Mouthful of Birds
- First edition (Spanish)
- Author: Samanta Schweblin
- Original title: Pájaros en la boca
- Translator: Megan McDowell
- Language: Spanish
- Genre: Short Stories
- Publisher: Emecé Editores (Argentina)
- Publication date: 2009
- Publication place: Argentina
- Published in English: 2019
- Media type: Hardcover
- Pages: 240
- ISBN: 978-0399184628

= Mouthful of Birds =

Short-story collection by Samanta Schweblin

Mouthful of Birds (Spanish: Pájaros en la boca) is a short story collection by Samanta Schweblin. Originally published in Spanish, it was translated into English by Megan McDowell in 2019.
The stories feature uncanny plot twists and unexpected endings.

"Olingiris" first appeared in English in a 2010 issue of Granta. In 2017 "The Size of Things" was published in The New Yorker. In 2019 "Toward Happy Civilization" was published in The Atlantic and was read aloud by LeVar Burton for the Stitcher Radio podcast LeVar Burton Reads.

== Contents ==

| Story |
|---|
| "Headlights" |
| "Preserves" |
| "Butterflies" |
| "Mouthful of Birds" |
| "Santa Claus Sleeps At Our House" |
| "The Digger" |
| "Irman" |
| "The Test" |
| "Toward Happy Civilization" |
| "Olingiris" |
| "My Brother Walter" |
| "The Merman" |
| "Rage of Pestilence" |
| "Heads Against Concrete" |
| "The Size of Things" |
| "Underground" |
| "Slowing Down" |
| "On the Steppe" |
| "A Great Effort" |
| "The Heavy Suitcase of Benavides" |

== Literary significance and reception ==
Like Schweblin's novel Fever Dream, Mouthful of Birds received enthusiastic reviews.
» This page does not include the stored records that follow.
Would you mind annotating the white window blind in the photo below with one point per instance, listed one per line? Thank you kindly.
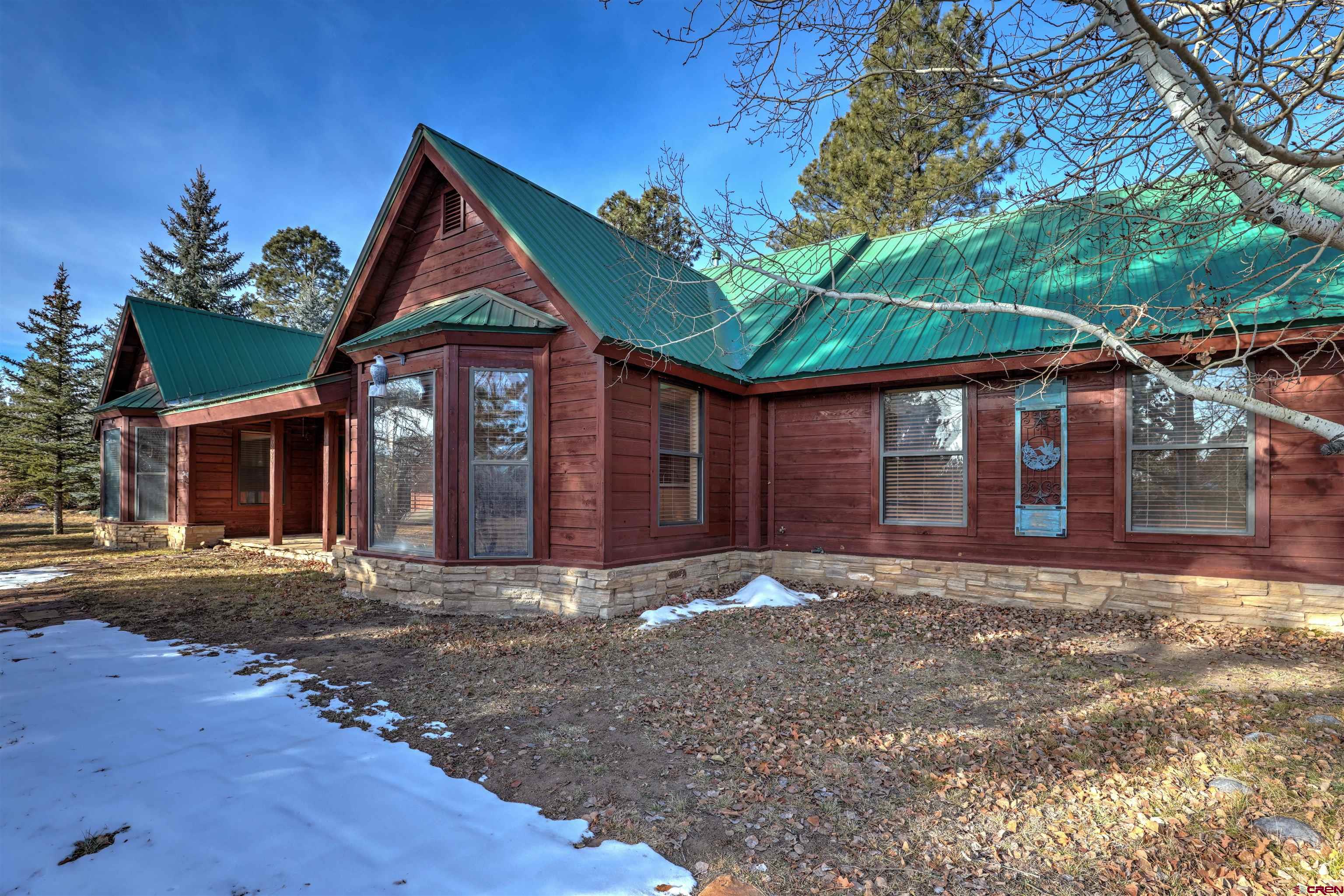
(680, 454)
(402, 461)
(924, 457)
(152, 473)
(1191, 463)
(253, 468)
(502, 464)
(112, 474)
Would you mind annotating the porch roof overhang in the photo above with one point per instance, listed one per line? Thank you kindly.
(475, 311)
(300, 398)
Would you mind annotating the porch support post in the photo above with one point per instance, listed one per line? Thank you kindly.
(277, 481)
(331, 478)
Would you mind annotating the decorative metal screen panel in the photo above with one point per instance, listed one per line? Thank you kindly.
(253, 468)
(402, 460)
(924, 457)
(680, 454)
(151, 474)
(502, 464)
(112, 474)
(1042, 459)
(1190, 463)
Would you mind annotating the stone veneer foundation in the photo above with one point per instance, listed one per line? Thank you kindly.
(148, 537)
(623, 590)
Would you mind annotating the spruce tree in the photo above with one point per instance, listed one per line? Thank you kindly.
(198, 271)
(299, 279)
(46, 444)
(655, 220)
(909, 152)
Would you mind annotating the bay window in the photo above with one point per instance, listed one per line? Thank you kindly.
(924, 457)
(500, 464)
(111, 474)
(151, 474)
(1191, 463)
(402, 467)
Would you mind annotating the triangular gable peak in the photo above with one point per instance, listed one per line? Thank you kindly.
(434, 238)
(128, 365)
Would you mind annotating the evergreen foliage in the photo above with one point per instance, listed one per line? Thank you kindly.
(198, 271)
(654, 220)
(299, 280)
(46, 445)
(909, 152)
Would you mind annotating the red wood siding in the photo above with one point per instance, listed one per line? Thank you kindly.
(214, 480)
(630, 473)
(823, 489)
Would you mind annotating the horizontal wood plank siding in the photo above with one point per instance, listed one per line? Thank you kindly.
(824, 499)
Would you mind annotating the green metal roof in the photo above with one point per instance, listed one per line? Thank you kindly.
(476, 310)
(623, 289)
(143, 398)
(201, 355)
(1065, 257)
(764, 305)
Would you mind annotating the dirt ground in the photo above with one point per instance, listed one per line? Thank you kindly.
(864, 742)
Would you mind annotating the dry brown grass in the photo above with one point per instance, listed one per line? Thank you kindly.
(867, 739)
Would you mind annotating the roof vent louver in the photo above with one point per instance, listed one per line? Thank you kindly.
(453, 214)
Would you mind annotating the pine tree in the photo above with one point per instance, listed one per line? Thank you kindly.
(200, 271)
(654, 220)
(46, 445)
(299, 280)
(908, 153)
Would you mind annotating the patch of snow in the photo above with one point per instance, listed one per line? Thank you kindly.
(761, 592)
(172, 750)
(22, 578)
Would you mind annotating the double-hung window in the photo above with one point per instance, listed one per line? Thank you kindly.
(152, 473)
(500, 472)
(1191, 464)
(680, 454)
(924, 457)
(111, 474)
(402, 465)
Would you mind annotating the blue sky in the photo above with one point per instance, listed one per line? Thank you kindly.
(300, 113)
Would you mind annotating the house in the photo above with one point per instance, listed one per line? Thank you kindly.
(573, 422)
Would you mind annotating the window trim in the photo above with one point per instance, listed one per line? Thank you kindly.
(1258, 473)
(701, 526)
(471, 463)
(970, 428)
(436, 533)
(103, 473)
(170, 449)
(237, 471)
(1249, 444)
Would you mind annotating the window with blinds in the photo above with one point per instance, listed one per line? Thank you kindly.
(253, 468)
(680, 454)
(502, 464)
(1191, 463)
(151, 474)
(112, 474)
(924, 457)
(402, 464)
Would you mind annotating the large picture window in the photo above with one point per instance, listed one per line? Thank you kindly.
(112, 474)
(680, 454)
(151, 473)
(402, 465)
(924, 457)
(500, 473)
(1191, 463)
(253, 468)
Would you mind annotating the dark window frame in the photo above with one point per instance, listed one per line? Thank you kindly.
(701, 524)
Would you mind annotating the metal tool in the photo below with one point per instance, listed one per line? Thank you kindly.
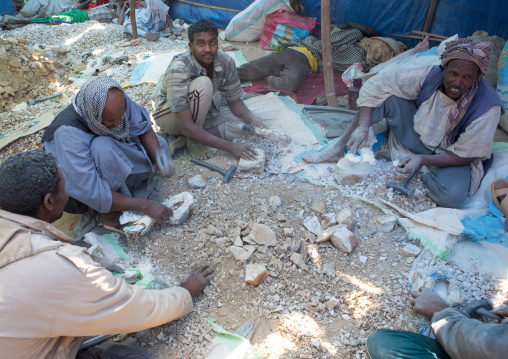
(482, 310)
(228, 174)
(95, 341)
(33, 102)
(402, 187)
(164, 164)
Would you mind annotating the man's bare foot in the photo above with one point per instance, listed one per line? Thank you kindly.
(332, 154)
(177, 145)
(383, 154)
(198, 151)
(197, 279)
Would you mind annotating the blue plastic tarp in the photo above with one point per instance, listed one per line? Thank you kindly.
(386, 16)
(7, 7)
(465, 17)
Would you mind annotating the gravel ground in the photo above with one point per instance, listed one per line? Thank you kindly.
(324, 311)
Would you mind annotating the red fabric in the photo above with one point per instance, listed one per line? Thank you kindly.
(312, 88)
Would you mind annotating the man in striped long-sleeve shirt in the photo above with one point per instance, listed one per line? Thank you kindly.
(190, 95)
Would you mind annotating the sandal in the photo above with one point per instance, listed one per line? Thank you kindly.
(499, 189)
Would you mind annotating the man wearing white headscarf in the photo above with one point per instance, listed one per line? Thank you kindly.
(441, 118)
(106, 147)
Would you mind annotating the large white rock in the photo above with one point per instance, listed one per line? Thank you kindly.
(255, 273)
(385, 223)
(344, 239)
(297, 259)
(347, 218)
(313, 225)
(263, 235)
(410, 250)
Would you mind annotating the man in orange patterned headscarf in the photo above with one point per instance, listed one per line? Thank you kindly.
(441, 118)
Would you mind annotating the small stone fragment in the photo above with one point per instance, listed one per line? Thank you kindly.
(288, 232)
(238, 242)
(255, 273)
(410, 250)
(242, 254)
(274, 202)
(326, 234)
(197, 182)
(263, 235)
(319, 207)
(347, 218)
(297, 259)
(385, 223)
(327, 220)
(344, 239)
(313, 225)
(258, 165)
(211, 230)
(331, 303)
(329, 268)
(280, 217)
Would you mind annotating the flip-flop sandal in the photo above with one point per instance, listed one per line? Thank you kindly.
(499, 189)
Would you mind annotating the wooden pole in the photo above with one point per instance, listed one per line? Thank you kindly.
(429, 20)
(133, 19)
(327, 53)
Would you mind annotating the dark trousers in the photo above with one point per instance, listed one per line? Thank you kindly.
(448, 186)
(398, 344)
(284, 70)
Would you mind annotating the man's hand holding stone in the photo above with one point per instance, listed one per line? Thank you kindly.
(426, 302)
(157, 211)
(409, 164)
(197, 279)
(244, 150)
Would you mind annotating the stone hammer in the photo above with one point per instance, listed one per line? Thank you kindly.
(33, 102)
(401, 188)
(228, 174)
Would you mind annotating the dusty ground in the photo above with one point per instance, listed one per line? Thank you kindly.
(368, 289)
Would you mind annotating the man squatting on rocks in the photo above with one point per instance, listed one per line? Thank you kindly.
(457, 336)
(106, 147)
(54, 293)
(189, 96)
(442, 117)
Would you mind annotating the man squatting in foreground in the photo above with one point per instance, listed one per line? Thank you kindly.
(53, 293)
(189, 96)
(442, 117)
(106, 147)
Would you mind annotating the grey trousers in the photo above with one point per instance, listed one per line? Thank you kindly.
(285, 70)
(448, 186)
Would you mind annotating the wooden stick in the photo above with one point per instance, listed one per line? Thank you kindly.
(327, 53)
(133, 19)
(429, 20)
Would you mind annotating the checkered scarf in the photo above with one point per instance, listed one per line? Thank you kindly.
(90, 101)
(345, 48)
(465, 49)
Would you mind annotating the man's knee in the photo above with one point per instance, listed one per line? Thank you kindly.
(378, 344)
(450, 195)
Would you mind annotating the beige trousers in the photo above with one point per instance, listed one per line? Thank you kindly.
(200, 99)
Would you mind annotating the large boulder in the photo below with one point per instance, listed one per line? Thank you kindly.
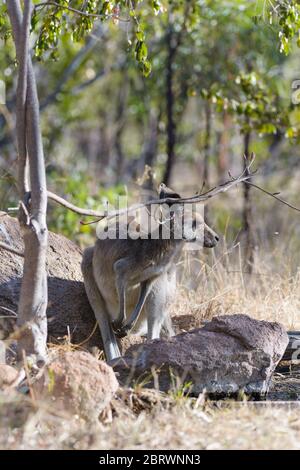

The Guardian wrote, "Delving into the cryptic depths of the human psyche, this is a highly imaginative and thought-provoking collection." A review in the Los Angeles Review of Books concluded, "One of the greatest effects of Schweblin's writing is the sensation of having a trapdoor kicked open in your own mind — of not knowing this weird space even existed, but of course. There you are."

Book critic Michael Schaub said of the collection: "Mouthful of Birds is a stunning achievement from a writer whose potential is beginning to seem limitless."

Parul Sehgal, writing in The New York Times, noticed a variety of influences in Schweblin's stories, including Jesse Ball, Kelly Link, but, most of all, David Lynch.